Pero la grandeza de 2026 no se sostiene en un solo evento. El calendario completo dibuja una narrativa más ambiciosa. El béisbol, por ejemplo, tendrá uno de sus momentos más simbólicos con la Serie del Caribe en Jalisco. Un torneo que es tradición, orgullo regional y fiesta popular. El diamante se convierte en punto de encuentro continental; el estadio, en una extensión de la calle. Viajan los equipos, viajan los aficionados y viaja una identidad que conecta a México con el Caribe y con millones de seguidores del béisbol en todo el continente.

La velocidad irrumpe con fuerza desde la pista. La Fórmula 1 ha hecho de México una de sus sedes más celebradas. No es solo la carrera: es el ritual previo, la música, la ciudad transformada en escenario global; el premio más querido del mundo. Es la confirmación de que el país puede ejecutar eventos de máxima exigencia con precisión, estilo y personalidad. La bandera a cuadros no marca el final; marca el inicio de una celebración que se extiende toda la noche por toda la capital.

En el tenis, Acapulco vuelve a demostrar que el prestigio se construye con experiencia.

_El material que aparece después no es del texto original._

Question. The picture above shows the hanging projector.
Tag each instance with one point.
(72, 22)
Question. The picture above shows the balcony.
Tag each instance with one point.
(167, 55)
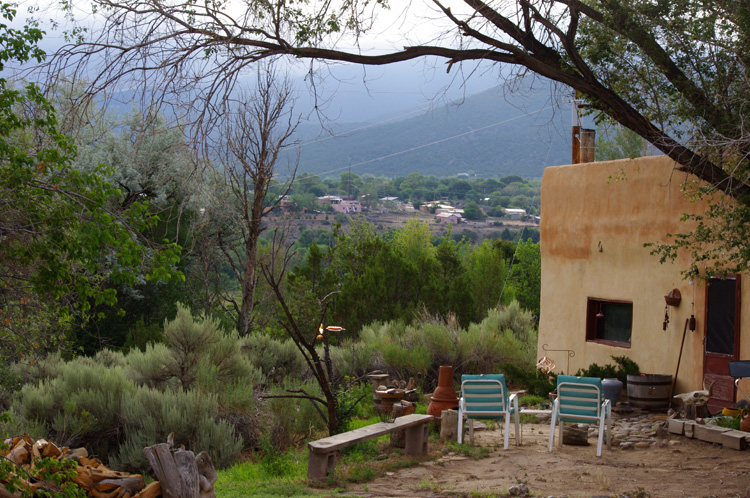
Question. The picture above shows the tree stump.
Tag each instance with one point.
(181, 473)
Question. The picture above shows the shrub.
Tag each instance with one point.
(79, 407)
(505, 337)
(276, 359)
(150, 416)
(354, 358)
(292, 418)
(192, 346)
(620, 370)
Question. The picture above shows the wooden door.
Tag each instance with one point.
(722, 339)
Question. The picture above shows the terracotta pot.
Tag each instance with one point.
(745, 420)
(444, 397)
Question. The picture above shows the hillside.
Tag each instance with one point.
(487, 134)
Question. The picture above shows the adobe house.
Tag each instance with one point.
(603, 293)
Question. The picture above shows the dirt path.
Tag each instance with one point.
(682, 468)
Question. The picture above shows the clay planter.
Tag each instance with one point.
(444, 397)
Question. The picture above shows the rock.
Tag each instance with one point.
(575, 435)
(519, 490)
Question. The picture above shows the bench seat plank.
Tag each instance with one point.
(338, 441)
(322, 457)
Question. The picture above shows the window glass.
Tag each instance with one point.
(609, 321)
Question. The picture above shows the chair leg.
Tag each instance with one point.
(460, 427)
(552, 429)
(507, 430)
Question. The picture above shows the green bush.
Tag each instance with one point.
(623, 367)
(292, 419)
(354, 358)
(191, 347)
(275, 359)
(79, 407)
(150, 415)
(505, 337)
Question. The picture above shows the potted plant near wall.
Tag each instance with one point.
(614, 377)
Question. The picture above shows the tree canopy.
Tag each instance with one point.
(674, 72)
(65, 242)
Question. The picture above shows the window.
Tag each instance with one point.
(609, 322)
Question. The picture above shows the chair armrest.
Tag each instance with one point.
(513, 401)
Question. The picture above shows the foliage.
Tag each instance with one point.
(65, 243)
(617, 142)
(623, 367)
(505, 338)
(97, 406)
(276, 359)
(150, 415)
(192, 346)
(526, 276)
(292, 419)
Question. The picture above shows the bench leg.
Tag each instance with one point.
(319, 465)
(416, 439)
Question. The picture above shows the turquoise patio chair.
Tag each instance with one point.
(485, 397)
(579, 401)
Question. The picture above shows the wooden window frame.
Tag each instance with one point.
(592, 308)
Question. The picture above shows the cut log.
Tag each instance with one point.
(153, 490)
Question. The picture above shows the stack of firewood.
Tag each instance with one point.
(179, 471)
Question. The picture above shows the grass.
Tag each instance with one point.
(285, 474)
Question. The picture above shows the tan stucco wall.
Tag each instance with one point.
(622, 205)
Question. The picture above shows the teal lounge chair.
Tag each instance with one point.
(579, 401)
(485, 397)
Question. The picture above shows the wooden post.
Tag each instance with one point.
(449, 425)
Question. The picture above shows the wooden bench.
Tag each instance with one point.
(322, 458)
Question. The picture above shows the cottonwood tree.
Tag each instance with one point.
(674, 72)
(254, 133)
(63, 249)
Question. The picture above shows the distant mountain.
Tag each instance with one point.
(488, 134)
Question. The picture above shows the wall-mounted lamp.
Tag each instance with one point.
(674, 298)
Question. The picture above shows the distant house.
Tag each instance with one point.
(449, 217)
(603, 294)
(514, 214)
(340, 205)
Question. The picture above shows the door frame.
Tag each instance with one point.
(717, 364)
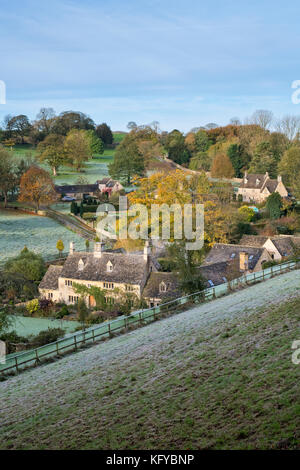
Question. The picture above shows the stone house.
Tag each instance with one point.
(257, 187)
(109, 186)
(245, 259)
(105, 269)
(161, 287)
(278, 246)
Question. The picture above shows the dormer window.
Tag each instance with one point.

Los mejores jugadores del mundo no llegan solo a competir; regresan porque saben que ahí el deporte se vive con excelencia. Cada punto es observado, cada partido es un escaparate y cada edición refuerza la idea de que México sabe jugar en las grandes ligas del deporte internacional.

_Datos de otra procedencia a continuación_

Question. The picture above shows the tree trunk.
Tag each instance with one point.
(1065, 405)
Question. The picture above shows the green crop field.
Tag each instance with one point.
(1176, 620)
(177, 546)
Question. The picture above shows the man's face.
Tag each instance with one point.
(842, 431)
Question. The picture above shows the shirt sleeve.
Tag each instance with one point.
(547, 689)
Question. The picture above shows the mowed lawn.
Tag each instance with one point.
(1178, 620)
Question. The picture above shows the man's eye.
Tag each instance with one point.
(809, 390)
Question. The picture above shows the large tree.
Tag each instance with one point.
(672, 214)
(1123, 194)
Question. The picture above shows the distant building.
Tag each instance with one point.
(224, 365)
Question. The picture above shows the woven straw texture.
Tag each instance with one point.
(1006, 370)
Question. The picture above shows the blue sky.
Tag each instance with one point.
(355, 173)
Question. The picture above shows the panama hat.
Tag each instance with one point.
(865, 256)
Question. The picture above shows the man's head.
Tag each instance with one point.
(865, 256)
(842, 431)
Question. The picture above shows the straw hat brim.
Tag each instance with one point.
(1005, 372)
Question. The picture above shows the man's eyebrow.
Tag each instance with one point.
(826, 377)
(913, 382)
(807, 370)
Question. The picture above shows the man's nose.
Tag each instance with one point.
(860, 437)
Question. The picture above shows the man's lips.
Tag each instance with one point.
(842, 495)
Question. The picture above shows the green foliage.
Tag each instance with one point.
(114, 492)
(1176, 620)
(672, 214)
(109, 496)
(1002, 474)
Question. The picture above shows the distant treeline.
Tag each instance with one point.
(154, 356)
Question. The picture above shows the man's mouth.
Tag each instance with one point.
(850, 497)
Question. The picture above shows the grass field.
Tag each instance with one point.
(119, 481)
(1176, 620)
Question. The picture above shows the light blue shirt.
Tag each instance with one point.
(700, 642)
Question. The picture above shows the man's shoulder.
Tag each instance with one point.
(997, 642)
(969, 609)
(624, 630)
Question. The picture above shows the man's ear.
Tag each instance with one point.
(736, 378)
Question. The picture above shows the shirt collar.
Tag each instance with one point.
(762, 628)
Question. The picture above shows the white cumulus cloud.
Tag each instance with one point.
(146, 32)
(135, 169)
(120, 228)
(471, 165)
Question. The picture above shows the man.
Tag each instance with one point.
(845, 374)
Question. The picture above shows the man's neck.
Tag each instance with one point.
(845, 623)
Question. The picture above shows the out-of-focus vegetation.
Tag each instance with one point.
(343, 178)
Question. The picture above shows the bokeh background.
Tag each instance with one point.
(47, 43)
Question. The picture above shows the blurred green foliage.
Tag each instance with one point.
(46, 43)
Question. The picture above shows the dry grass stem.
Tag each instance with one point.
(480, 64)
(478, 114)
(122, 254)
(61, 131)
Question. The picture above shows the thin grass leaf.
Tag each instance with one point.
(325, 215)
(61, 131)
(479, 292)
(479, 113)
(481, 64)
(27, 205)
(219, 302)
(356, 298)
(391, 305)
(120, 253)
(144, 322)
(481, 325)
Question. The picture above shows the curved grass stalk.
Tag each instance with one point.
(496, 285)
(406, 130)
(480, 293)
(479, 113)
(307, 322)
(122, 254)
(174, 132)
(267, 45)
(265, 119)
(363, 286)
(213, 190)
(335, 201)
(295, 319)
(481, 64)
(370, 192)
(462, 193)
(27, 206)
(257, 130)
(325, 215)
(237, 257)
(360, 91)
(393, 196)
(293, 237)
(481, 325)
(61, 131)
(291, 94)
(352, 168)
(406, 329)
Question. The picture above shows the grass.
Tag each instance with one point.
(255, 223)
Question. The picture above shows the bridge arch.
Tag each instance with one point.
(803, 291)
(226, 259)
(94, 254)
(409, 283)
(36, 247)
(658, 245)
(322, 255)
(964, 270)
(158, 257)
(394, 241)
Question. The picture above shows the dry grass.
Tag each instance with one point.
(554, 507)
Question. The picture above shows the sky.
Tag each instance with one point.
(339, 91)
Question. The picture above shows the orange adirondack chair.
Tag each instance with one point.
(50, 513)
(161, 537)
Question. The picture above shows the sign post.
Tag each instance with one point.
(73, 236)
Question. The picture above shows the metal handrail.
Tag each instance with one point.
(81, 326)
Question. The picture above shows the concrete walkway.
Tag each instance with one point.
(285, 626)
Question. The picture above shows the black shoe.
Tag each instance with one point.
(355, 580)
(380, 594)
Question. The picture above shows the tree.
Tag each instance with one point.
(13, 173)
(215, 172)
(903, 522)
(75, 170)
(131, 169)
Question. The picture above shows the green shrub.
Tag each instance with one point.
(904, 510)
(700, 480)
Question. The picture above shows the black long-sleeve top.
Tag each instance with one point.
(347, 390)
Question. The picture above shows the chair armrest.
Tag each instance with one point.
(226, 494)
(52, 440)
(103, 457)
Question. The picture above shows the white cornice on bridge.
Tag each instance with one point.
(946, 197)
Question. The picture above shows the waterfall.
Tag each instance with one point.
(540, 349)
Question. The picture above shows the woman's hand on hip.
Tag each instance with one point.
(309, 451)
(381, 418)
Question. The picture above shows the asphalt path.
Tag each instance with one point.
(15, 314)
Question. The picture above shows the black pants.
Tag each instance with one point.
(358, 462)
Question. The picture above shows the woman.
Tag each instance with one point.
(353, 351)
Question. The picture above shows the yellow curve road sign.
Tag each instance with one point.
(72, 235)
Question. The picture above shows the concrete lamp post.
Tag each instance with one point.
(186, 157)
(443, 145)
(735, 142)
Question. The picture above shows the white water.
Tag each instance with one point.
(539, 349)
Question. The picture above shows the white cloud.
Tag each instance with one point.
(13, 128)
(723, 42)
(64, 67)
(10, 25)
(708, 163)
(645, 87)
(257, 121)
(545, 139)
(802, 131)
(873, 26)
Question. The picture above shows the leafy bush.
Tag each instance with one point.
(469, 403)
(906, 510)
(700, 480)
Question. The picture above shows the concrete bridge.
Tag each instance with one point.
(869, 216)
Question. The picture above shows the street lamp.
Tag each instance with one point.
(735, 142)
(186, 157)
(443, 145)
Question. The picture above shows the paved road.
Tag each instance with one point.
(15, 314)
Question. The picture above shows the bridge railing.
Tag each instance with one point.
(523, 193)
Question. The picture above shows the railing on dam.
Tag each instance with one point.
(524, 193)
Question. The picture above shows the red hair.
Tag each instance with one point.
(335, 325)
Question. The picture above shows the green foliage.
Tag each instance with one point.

Ahí mismo en la costa, el pádel ha encontrado en México (donde lo vio nacer) una de sus casas más apasionadas. Gradas llenas, figuras globales y una afición que vive el deporte como convivencia y espectáculo. A su alrededor crece una industria moderna y aspiracional que conecta con nuevas generaciones y crece de manera impresionante.

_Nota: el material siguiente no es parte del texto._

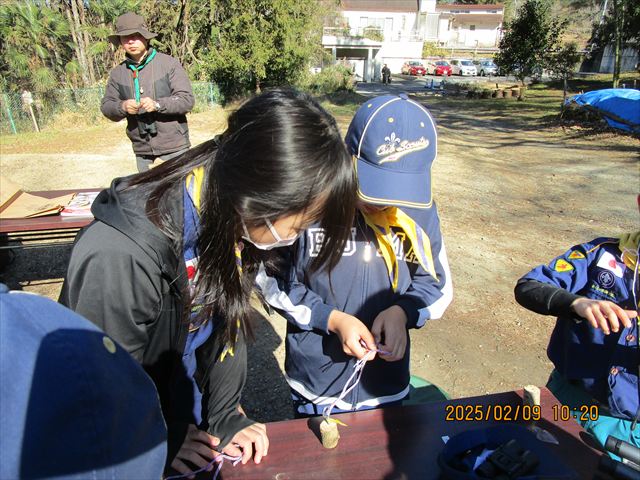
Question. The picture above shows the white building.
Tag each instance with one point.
(371, 33)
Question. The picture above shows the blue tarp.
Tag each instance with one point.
(619, 106)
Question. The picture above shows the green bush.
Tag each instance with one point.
(374, 34)
(331, 79)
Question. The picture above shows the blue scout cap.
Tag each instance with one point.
(73, 403)
(394, 143)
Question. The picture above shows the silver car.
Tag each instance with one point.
(462, 66)
(486, 67)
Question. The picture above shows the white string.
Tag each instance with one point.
(358, 368)
(219, 459)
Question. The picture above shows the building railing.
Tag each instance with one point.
(375, 33)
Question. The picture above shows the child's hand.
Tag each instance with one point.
(351, 333)
(197, 448)
(249, 442)
(603, 314)
(392, 323)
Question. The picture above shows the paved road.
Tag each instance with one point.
(406, 83)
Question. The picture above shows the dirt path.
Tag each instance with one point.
(511, 196)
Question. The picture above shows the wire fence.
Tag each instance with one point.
(29, 112)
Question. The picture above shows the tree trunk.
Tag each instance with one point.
(618, 18)
(87, 42)
(76, 42)
(82, 58)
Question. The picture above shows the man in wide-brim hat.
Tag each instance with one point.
(128, 24)
(152, 91)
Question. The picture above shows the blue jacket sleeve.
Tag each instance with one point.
(568, 271)
(287, 293)
(427, 298)
(551, 289)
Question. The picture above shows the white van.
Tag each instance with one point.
(462, 66)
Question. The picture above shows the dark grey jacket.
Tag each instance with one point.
(164, 80)
(127, 278)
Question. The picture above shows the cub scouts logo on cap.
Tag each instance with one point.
(563, 266)
(395, 148)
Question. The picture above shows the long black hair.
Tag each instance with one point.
(281, 154)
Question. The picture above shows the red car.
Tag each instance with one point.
(413, 68)
(439, 67)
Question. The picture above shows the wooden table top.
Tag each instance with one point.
(48, 222)
(397, 443)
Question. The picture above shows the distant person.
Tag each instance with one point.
(593, 290)
(386, 74)
(73, 403)
(393, 274)
(152, 91)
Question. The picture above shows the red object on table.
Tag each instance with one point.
(397, 442)
(49, 222)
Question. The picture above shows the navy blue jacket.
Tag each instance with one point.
(315, 365)
(605, 365)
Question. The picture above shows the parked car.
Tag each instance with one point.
(486, 67)
(462, 66)
(439, 67)
(413, 68)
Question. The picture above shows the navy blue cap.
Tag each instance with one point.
(73, 403)
(394, 143)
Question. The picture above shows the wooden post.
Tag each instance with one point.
(33, 117)
(8, 107)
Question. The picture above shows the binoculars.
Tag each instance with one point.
(147, 125)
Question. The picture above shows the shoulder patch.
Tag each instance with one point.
(609, 262)
(562, 266)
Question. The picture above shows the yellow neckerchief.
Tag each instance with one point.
(381, 223)
(194, 182)
(629, 247)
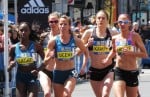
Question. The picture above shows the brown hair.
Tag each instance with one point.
(107, 16)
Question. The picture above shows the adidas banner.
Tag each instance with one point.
(34, 11)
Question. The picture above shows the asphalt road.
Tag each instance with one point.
(83, 88)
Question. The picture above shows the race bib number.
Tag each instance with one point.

Las costas amplían el escenario. El golf, con torneos de alto nivel tanto PGA como LIV golf, convierte a las playas mexicanas en destinos de élite. Campos espectaculares, paisajes únicos y un turismo especializado que llega, se queda y consume. A esto se suman el surf y la pesca deportiva, disciplinas que transforman la naturaleza en escenario competitivo y al país en destino deseado.

Y cuando el espectáculo parece completo, entran en escena las grandes ligas de Norteamérica. La Major League Baseball ha encontrado en México una plaza capaz de llenar estadios rápidamente y generar audiencias continentales.

Y para alegría de millones, regresa la NFL, con partidos que se convierten en verdaderos fenómenos culturales, confirma algo contundente: México no es solo mercado, es sede; no es espectador, es protagonista. Pocos países fuera de Estados Unidos pueden decir lo mismo.

Todo converge en una certeza: México se ha consolidado como uno de los grandes organizadores de eventos deportivos del mundo. No importa si se trata del torneo más grande del planeta o de una competencia especializada; el país responde con carácter, apostando por la infraestructura, talento y lo más importante la hospitalidad del mexicano.

Más allá de títulos y resultados, el impacto verdadero está en la derrama económica, en el empleo, en la proyección internacional y en la memoria que se construye. Cada evento es una invitación abierta a conocer el país, a recorrer sus estados y a regresar. En 2026, los grandes ganadores no estarán solo en el podio. El gran vencedor será México, con todos sus territorios, su gente y su capacidad infinita para convertir el deporte en una celebración que el mundo no olvida.

Es emocionante imaginar que lo viviremos, para recordarlo siempre.